Born in Jersey City, New Jersey on March 31, 1855, William Gilbert Gaul was best known for his military scenes, drawing inspiration from the Revolutionary War, Civil War, Spanish-American War, and even World War I. Although he originally intended to pursue a career in the military, ill health prevented Gaul from entering the Navy.
With an interest and skill for art, Gaul moved to New York City at the young age of 17, where he enrolled in the National Academy of Design. His studies there emphasized realism and genre painting. His training at the academy and his instructors’ influence remained with him throughout his career as evidenced in his art. Later, Gaul joined the Art Students League of New York after its founding in 1875.
The year 1876 marks the artist’s first journey to the West. Unfortunately, no known sketches or written records have survived. However, in an 1898 interview, Gaul recounts an incident he encountered with an Indian Chief, Yellow Wolf, whom he had met in a Sioux Camp three weeks before the Battle of Little Big Horn.
Upon his return to New York, Gaul began painting military and Western scenes, for which he received much public acclaim. The artist painted sympathetically towards his subjects. Rather than focus on violence and carnage, his Civil War series revealed the artist’s concern with universal suffering, showing soldiers as human beings with heart who engaged with each other off the battlefield.
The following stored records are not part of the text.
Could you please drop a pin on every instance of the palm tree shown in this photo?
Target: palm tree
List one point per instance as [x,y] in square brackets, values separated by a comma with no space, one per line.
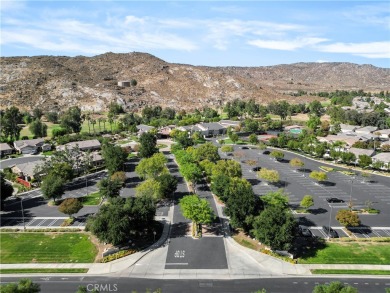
[104,123]
[100,120]
[93,122]
[88,117]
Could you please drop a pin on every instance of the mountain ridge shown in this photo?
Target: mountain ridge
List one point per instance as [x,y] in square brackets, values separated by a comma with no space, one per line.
[58,82]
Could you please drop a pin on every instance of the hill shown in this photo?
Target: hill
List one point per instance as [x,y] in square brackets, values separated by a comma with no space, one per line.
[58,82]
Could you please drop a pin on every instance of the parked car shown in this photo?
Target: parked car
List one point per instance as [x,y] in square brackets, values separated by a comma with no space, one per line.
[334,199]
[304,231]
[330,232]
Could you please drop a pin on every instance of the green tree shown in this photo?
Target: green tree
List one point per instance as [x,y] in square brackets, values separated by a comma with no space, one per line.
[151,188]
[278,155]
[191,172]
[272,176]
[275,227]
[240,202]
[52,117]
[119,176]
[23,286]
[307,202]
[220,186]
[53,186]
[152,167]
[6,190]
[230,168]
[197,210]
[334,287]
[148,145]
[37,113]
[318,175]
[114,158]
[348,218]
[364,161]
[234,137]
[38,128]
[72,120]
[253,139]
[70,206]
[9,123]
[109,188]
[115,221]
[275,198]
[168,184]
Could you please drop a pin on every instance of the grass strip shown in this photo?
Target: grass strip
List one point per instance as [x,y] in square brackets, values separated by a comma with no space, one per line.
[350,272]
[92,199]
[49,271]
[349,253]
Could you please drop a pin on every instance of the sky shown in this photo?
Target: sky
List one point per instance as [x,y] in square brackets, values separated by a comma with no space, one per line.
[212,33]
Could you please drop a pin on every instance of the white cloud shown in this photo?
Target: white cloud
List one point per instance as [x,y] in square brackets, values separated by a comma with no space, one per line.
[288,45]
[368,50]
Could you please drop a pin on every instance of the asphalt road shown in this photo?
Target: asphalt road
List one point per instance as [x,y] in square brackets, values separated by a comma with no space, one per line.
[26,159]
[297,184]
[272,285]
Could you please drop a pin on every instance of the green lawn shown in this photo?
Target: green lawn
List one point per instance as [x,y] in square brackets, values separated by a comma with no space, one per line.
[91,199]
[350,253]
[351,272]
[49,271]
[46,248]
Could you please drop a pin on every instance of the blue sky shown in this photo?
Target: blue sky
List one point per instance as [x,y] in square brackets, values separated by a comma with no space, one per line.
[213,33]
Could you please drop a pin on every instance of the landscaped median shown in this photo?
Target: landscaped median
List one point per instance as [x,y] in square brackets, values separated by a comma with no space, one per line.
[38,247]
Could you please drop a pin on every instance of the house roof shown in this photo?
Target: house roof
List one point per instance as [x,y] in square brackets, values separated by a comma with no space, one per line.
[230,122]
[92,143]
[348,127]
[210,126]
[367,129]
[358,152]
[383,157]
[5,147]
[28,142]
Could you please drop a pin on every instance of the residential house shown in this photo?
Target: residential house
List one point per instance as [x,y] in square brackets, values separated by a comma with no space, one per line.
[142,128]
[211,129]
[5,149]
[84,145]
[26,170]
[348,128]
[384,134]
[358,152]
[347,140]
[366,130]
[230,123]
[30,146]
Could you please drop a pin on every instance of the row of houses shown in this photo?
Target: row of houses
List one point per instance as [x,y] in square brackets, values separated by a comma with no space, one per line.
[30,146]
[205,129]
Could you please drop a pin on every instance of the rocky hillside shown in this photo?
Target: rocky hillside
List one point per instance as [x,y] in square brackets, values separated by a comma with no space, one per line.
[55,83]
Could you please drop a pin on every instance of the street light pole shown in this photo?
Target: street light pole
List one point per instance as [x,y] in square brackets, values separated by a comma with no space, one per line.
[21,205]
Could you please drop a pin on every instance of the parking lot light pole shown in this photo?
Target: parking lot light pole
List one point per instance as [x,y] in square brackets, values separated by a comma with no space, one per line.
[21,205]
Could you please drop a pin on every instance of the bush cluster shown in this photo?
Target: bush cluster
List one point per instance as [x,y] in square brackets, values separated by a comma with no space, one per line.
[117,255]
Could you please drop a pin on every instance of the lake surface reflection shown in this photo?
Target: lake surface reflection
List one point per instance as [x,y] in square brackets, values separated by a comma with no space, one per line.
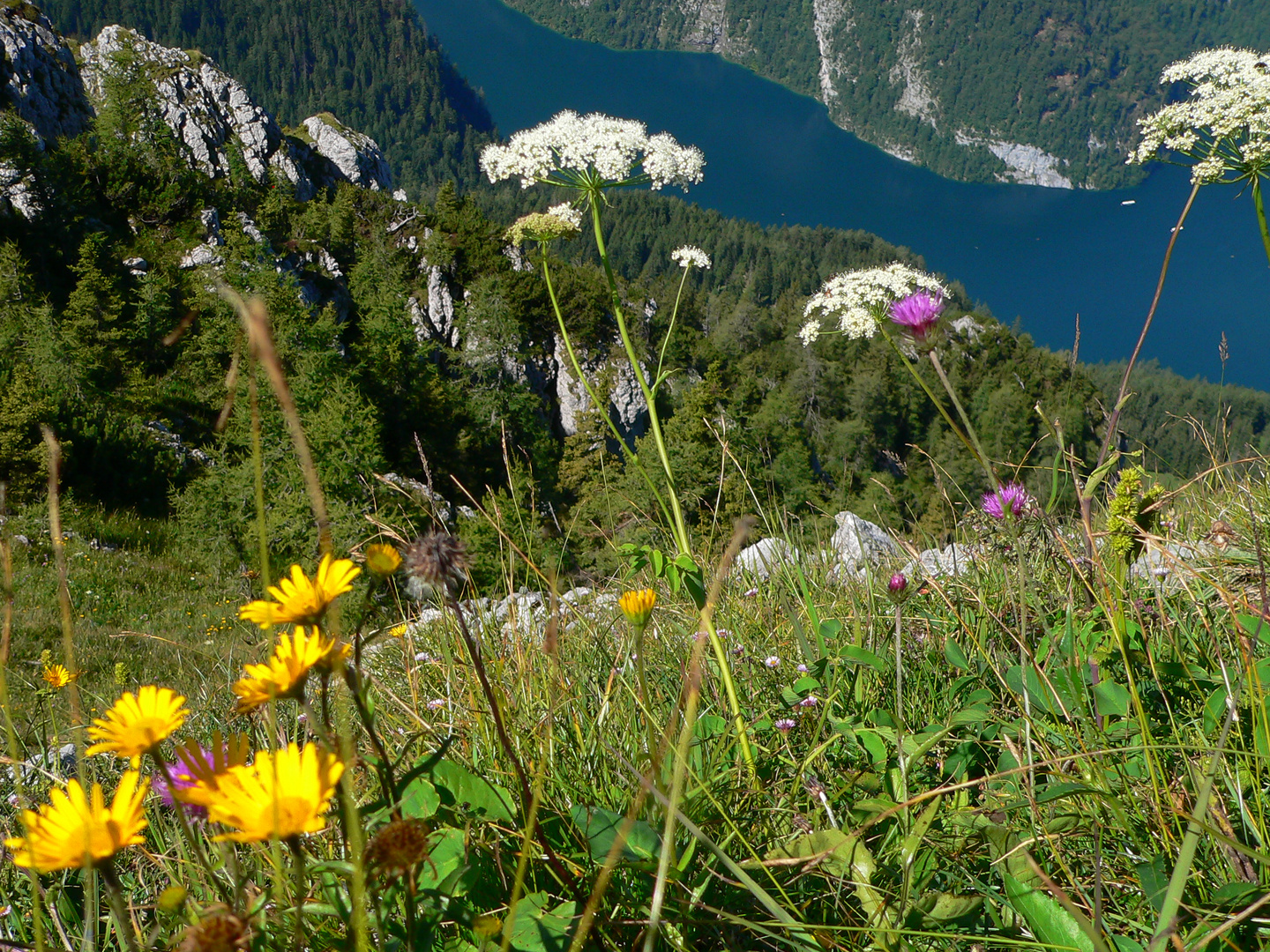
[1034,254]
In 1877, Gaul was one of the younger men to gain entry into the spring exhibit of the National Academy of Design. At the age of 27, he became the youngest artist awarded full membership to the National Academy as Academician (N.A.), a status of high honor and prestige. Through his many accolades, including medals at both the Paris Exposition (1889) and Chicago and Columbian Exposition (1893), Gaul fashioned a reputation as a leading figure painter in the U.S., and preeminent in the field of military painters.
After the death of his uncle, the artist inherited a small farm in Tennessee, the birthplace of his mother. In order to possess the property, the will stipulated that Gilbert had to live on the land for at least four years, forcing the artist to leave his home in New York in 1881, where he had become well-established in the city’s art circles. Throughout his career, the artist continued to visit Tennessee, maintaining a cabin and studio on the farm, where he painted some of his greatest pictures of the local landscape and people.
Like another artist represented in the Sid Richardson Collection - Peter Moran - Gaul served as a special agent for the 1890 census of Indians in the United States, observing the Standing Rock and Cheyenne River Reservations in North Dakota. During his visit, Gaul painted from life a portrait of Sitting Bull, completed just months before the chieftain’s death. After the trip, Gaul traveled to South America, documenting scenes and events he encountered in Mexico, West Indies, Panama, and Nicaragua.
For at least a decade or more, magazines looked to Gaul to use his work both to illustrate articles and serve as frontispieces, with many depicting military subjects, but included genre and western scenes, as well. Unfortunately, over time, collectors became increasingly attracted to the other artists and movements. After a period of much success, by 1904, the artist began to struggle financially from which he would never recover, forcing him to give up his New York studio. Working from a studio in Nashville, Gaul continued to illustrate novels, though profits were limited. Likewise, his paintings were not selling well, and most of his late works remained unsold by his death from tuberculosis on December 23, 1919.